There will be “times” when normal understanding can and will take place. Thoughts CAN become crystal clear, normal functions MAY occur.
But there is this “KNOWING,” there is always this “NAGGING knowing” that “behavior” will sooner or later take its inevitable turn for the worse.
Utter chaos will ensue. It will happen quickly.

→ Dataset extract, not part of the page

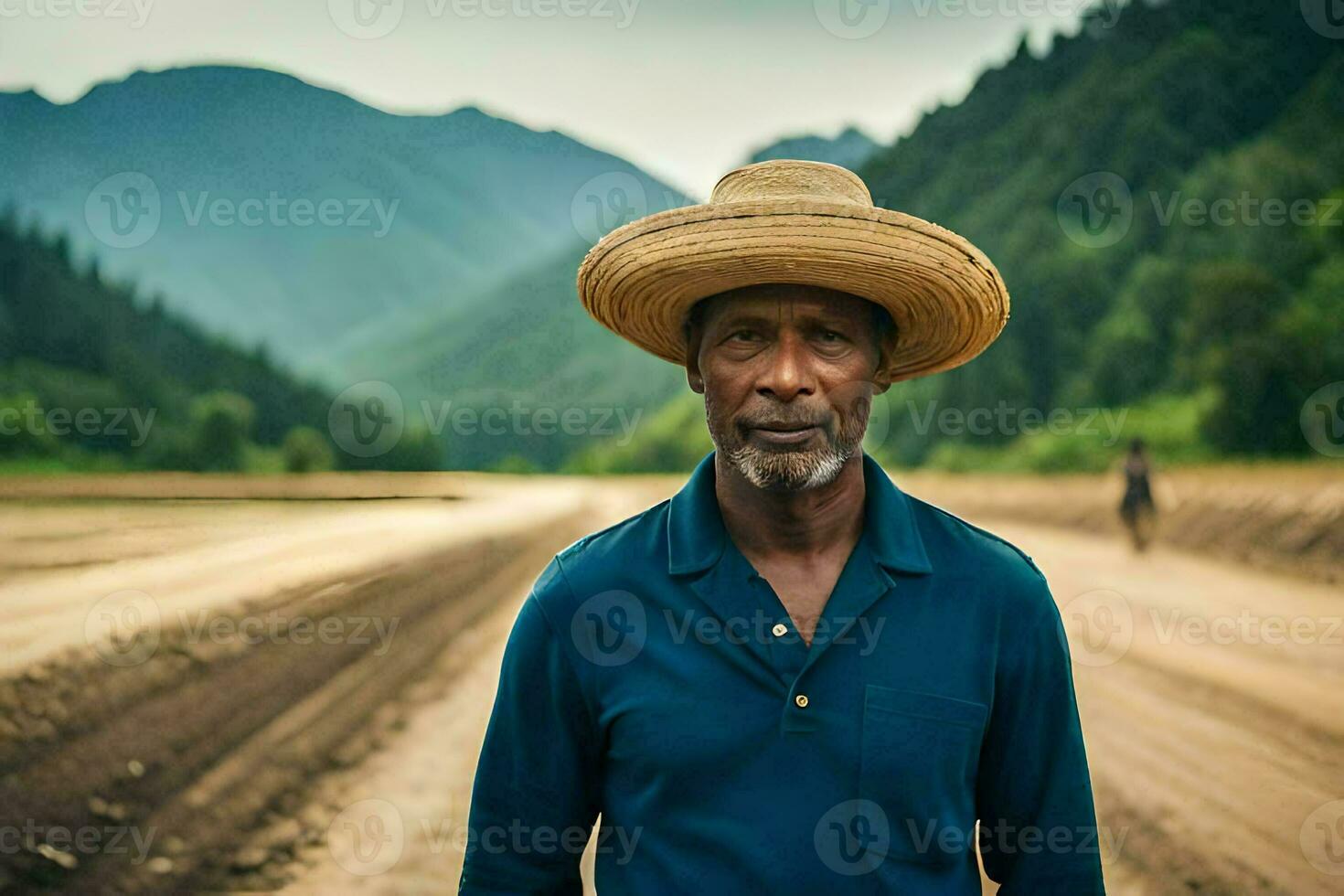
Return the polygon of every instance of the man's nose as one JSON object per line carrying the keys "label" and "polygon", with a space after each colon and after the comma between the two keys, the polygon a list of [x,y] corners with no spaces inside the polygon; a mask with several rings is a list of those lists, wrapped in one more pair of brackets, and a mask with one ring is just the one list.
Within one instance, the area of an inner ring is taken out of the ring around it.
{"label": "man's nose", "polygon": [[766,365],[757,380],[757,392],[780,402],[792,402],[800,395],[817,391],[802,340],[785,334],[769,352]]}

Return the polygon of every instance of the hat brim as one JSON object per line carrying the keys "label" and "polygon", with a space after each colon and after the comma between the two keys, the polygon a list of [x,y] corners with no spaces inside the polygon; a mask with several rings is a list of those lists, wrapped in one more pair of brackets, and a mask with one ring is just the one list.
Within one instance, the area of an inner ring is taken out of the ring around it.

It is just a matter of time.
Things will explode and erupt, for seemingly no apparent reason.
Anger, rage, sadness, confusion, hallucinations…all exist in real time, and with real people…and the struggles are VERY REAL. And the struggles happen and continue daily, to this very moment.
Mental illness, mental disease, mental disorders occur in all cultures, among all peoples….and in all times…the good news is that we are making progress, real progress. The better news is that there is hope.
Jesus could have gone anywhere. He could have gone to any people.
It is a curiosity in Luke’s Gospel, this is the only account of Jesus entering into foreign territory.
It is, as if, he was drawn there. As if, he was sent there, specifically, for this one man.
He goes to heal and to make him whole. He brings shalom. This one-man matters. And we must assume he is Gentile, a foreigner, a non-believer. It matters not.
Here is a man who is utterly affected. Crazy. Considered to be out of his mind. Hopeless. Beyond hope. Beyond salvation. Out-of-control. He has no name. No identity. Except for what he is held captive to. He is a breaking-chains-with-his-bare-hands-kind-of-lunatic. Living in the tombs. Desolate. Saturated in evil. Unclean. Naked and alone.
And without fear, without hesitation, Jesus comes and delivers him from every evil thing which had taken root in him.
As if, he was drawn there. Drawn to this one individual.
The next thing we know, he is in his right mind. He is clothed. He sits at the feet of Jesus and learns from him. He is at the feet of the teacher. Cognizant.
The story actually reminds me of Mary and Martha in John’s Gospel, where Mary sits at Jesus’ feet and learns from him.
And the story ends with Jesus sending him out, to go and tell others about the Good News that God has done in his life.
Wouldn’t that make him technically one of the first APOSTLES of Jesus? And he suffered from mental disease and all the stigma that went with it? Too bad, he remains, unnamed. Amen.